Bernie Corbett, the radio voice of BU hockey over much of that time, considered Prior a close friend and confidant. Prior was known for his trademark line, “The players are ready . . . soooooooo let’s play hockey.’’ But away from the microphones, noted Corbett, the two pals shared a line that all freelancers could appreciate.
“We’d always say to each other, ‘Hey, you got a gig?’ ” said Corbett, whose main freelance gigs include calling BU hockey and Harvard football and writing books. “We shared that right to the end. He worked the Beanpot this year, and struggling with his health issues. But he loved to work. He was passionate about work and hockey. And sure enough, with all he had going on, he comes up to me at the Beanpot and says, ‘Hey, Bern, you got a gig?’ ’’
Drafted No. 17 overall by the Blues in 2009, Swedish defenseman David Rundblad has been well traveled over his short NHL tenure. He never played for the Blues, who dealt him to Ottawa for the pick that became Vladimir Tarasenko. The Senators shipped him to Arizona for Kyle Turris. The Coyotes sent him to the Hawks for Christian Dvorak. He ended up in Zurich last season, unable to get playing time in Chicago, and the Hawks will find a way for him to continue his career overseas.
“St. Louis turned Rundlad into Tarasenko,’’ wrote Hawks beat man Mark Lazerus of the Chicago Sun-Times. “Ottawa turned him into Kyle Turris. Arizona turned him into Christian Dvorak. Chicago turned him into thin air.’’
Cashman’s turn at Tradition
Last year’s Bruins honoree at The Tradition was Gerry Cheevers. This time around (Nov. 29) it will be fellow Big Bad Bruin Wayne Cashman. The Tradition, the main fund-raiser for the Sports Museum, is among the city’s best gigs. For tickets call Rusty Sullivan: 617-624-1237 . . . Interested in an officiating career? Ex-NHL ref (and former Nordique enforcer) Paul Stewart this week will start up his Tuesday Morning Skate Sessions for anyone who’d like to wear stripes. It’s a one hour eye-opener, starting at 6 a.m., at the Breakaway Ice Center in Tewksbury. Cost: $10. Open to men and women of all ages. “The game needs better officiating at all levels,’’ said Stewie. “It’s a great job, and recession-proof.’’ . . . Problematic winger Evander Kane is due in a Buffalo courtroom Monday to answer for his latest dust-up, allegedly attacking three women and a bouncer at Bottoms Up, a downtown Buffalo nightclub. “Not good for the organization,’’ said GM Tim Murray. “He’s going to have to behave himself a lot better.’’ The guess here: the Sabres will unload Kane pronto, especially if they can land Vesey . . . Similar to the NFL, the NHL will livestream one game a week on Twitter during the 2016-17 season . . . Money Inc. published a list of the NHL’s top 20 all-time money earners.
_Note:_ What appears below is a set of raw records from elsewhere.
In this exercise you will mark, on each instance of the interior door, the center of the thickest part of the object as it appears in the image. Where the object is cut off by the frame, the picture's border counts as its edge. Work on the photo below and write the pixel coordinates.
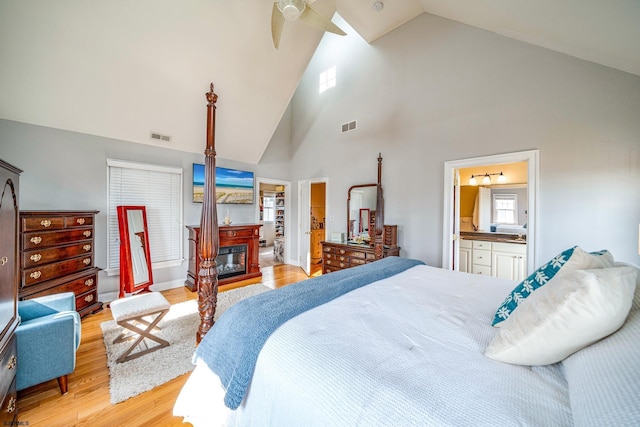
(304, 218)
(484, 209)
(455, 232)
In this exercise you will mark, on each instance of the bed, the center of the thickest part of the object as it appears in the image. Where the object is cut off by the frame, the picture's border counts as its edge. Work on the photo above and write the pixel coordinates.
(397, 342)
(408, 350)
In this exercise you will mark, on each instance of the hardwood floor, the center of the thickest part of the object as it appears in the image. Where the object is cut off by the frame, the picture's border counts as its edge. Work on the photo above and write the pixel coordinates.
(88, 404)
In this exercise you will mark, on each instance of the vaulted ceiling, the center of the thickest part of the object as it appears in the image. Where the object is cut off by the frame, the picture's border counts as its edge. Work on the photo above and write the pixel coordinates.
(124, 69)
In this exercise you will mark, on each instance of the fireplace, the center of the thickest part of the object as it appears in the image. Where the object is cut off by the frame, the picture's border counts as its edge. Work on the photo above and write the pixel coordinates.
(231, 261)
(238, 254)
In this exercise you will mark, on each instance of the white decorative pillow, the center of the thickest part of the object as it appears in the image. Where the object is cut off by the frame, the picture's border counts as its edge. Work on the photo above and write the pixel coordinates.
(570, 312)
(571, 259)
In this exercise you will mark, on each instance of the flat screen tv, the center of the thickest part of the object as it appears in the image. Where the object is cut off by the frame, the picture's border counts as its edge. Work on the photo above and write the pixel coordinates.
(233, 186)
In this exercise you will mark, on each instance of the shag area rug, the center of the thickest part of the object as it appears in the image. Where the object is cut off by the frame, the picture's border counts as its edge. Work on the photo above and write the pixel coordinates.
(179, 327)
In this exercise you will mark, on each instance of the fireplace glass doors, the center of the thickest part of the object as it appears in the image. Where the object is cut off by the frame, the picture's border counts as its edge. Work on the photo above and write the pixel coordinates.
(231, 261)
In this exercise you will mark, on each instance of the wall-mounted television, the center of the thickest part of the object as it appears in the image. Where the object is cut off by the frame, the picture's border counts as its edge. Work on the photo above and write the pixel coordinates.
(233, 186)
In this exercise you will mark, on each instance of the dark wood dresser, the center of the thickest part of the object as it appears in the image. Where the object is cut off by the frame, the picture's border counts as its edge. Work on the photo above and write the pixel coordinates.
(9, 279)
(338, 256)
(57, 255)
(239, 245)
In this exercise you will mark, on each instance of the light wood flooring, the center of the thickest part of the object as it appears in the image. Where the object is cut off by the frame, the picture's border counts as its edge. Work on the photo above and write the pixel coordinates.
(88, 404)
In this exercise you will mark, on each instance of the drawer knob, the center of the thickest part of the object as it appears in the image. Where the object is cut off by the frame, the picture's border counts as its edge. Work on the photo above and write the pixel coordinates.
(11, 406)
(13, 360)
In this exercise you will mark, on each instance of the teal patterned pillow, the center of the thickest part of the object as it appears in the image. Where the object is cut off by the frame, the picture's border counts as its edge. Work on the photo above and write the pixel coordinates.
(571, 259)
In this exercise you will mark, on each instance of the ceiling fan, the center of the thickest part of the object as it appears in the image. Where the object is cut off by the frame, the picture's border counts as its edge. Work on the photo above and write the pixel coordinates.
(292, 10)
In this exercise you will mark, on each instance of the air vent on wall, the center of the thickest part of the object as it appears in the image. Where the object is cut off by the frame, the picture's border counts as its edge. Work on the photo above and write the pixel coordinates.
(349, 126)
(160, 137)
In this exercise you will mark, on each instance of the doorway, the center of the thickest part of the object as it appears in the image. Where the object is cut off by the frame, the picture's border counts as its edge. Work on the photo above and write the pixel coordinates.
(452, 196)
(318, 223)
(273, 205)
(306, 216)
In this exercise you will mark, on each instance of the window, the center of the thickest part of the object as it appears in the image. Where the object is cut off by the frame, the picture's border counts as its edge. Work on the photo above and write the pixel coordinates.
(327, 79)
(505, 208)
(268, 204)
(159, 189)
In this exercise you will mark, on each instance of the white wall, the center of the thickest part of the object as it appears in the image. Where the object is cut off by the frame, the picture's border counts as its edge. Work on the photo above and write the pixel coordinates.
(435, 90)
(68, 170)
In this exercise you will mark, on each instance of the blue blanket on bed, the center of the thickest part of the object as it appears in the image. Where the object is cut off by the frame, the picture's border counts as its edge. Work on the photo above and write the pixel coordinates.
(231, 347)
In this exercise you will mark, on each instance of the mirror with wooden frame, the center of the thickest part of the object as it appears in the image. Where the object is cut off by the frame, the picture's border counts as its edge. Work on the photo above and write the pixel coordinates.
(135, 259)
(361, 202)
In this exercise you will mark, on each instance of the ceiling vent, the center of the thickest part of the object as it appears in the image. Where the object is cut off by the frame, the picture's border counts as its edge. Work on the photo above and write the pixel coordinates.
(349, 126)
(159, 137)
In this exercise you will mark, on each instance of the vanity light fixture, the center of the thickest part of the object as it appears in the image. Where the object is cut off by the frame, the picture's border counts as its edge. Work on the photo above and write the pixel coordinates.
(486, 178)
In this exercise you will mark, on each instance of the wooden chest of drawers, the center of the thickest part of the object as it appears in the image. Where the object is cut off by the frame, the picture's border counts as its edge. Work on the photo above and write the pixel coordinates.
(337, 256)
(57, 255)
(9, 182)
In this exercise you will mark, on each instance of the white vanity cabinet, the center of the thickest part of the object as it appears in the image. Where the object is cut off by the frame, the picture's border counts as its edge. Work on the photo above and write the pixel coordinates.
(464, 263)
(508, 260)
(481, 256)
(497, 259)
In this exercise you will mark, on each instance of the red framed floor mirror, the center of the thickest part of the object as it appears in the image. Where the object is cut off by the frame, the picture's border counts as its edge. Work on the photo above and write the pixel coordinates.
(135, 259)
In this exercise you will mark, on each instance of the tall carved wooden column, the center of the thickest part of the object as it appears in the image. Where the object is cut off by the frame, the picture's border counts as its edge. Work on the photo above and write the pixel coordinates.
(209, 238)
(378, 243)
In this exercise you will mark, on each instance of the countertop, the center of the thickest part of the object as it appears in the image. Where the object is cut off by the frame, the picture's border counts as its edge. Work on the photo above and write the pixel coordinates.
(493, 237)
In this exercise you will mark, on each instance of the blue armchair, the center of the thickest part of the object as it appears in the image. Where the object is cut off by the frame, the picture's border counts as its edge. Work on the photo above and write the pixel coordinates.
(48, 337)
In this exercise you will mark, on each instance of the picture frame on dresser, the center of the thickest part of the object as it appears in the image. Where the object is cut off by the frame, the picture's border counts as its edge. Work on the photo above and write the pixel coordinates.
(57, 255)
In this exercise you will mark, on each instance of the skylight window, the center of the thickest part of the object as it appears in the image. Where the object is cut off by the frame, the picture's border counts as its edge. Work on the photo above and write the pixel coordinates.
(327, 79)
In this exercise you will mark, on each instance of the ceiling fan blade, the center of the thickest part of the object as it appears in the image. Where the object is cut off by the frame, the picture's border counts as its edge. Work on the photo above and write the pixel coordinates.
(318, 20)
(277, 23)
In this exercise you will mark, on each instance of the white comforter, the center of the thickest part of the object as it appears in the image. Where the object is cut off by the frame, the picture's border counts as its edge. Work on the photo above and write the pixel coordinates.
(407, 350)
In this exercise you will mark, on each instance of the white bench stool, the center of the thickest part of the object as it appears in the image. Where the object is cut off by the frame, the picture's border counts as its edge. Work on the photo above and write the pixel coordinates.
(130, 313)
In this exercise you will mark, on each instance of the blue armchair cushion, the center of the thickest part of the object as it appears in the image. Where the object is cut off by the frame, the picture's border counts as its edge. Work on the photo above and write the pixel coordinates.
(47, 339)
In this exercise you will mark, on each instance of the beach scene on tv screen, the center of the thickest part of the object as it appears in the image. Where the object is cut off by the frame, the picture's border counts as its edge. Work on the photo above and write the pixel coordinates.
(232, 185)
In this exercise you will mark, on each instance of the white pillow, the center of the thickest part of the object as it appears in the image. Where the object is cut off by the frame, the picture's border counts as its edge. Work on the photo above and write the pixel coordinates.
(571, 259)
(570, 312)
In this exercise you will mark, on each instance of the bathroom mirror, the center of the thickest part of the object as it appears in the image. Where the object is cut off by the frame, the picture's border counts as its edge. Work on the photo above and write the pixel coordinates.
(360, 198)
(135, 260)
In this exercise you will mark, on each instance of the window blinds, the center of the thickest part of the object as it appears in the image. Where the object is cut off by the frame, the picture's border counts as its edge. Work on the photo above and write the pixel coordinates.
(159, 190)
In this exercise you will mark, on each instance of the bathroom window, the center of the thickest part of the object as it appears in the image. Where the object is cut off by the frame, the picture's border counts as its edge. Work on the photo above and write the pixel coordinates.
(159, 189)
(327, 79)
(505, 208)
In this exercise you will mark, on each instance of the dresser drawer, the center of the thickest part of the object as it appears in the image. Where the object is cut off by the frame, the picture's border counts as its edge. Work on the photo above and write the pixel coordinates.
(481, 257)
(9, 360)
(479, 244)
(43, 273)
(9, 406)
(44, 223)
(481, 269)
(357, 261)
(336, 263)
(85, 300)
(44, 256)
(41, 240)
(78, 283)
(330, 268)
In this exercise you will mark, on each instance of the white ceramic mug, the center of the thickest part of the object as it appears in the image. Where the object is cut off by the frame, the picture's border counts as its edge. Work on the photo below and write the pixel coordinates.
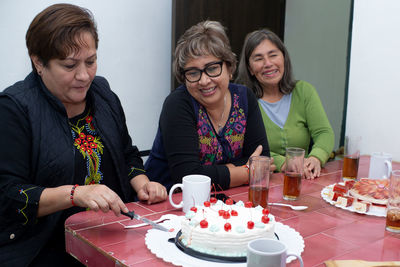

Leading the way, Wayne Gretzky with $200 million. Jumbo Joe Thornton ranked No. 2 with $70 million. Another ex-Bruin, Mark Recchi, stood at No. 15 with $44 million, or roughly $3.55 an hour for his career ice time.
Ex-Bruin Marty Howe will be signing autographs ($20 a pop) Sunday (12-2 pm) at Phil Castinetti’s Sportsworld, 87 Broadway, in Saugus. Howe, 62, was with the Bruins for one season (1982-83), before finishing out his NHL career with the Whale, a good chunk of his ice time ultimately taken by rookie Ulf Samuelsson.
Critics of Eric Lindros’s inclusion to the Hockey Hall of Fame point to the fact that the former No. 1 overall pick doesn’t even rank inside the top 100 on the career points list (he finished with 865 — or, say, two more than sure non-Hall of Famer Alex Tanguay). But you can’t ignore Lindros’s peak, which was immediate. Lindros averaged better than a point per game for his first nine active seasons (he sat out 2000-01 in a contract dispute). A look at the NHL’s point-per-game leaders during that duration shows just how impressive Lindros was, as six of the top eight are in the HOF and the two others are just waiting for their turn.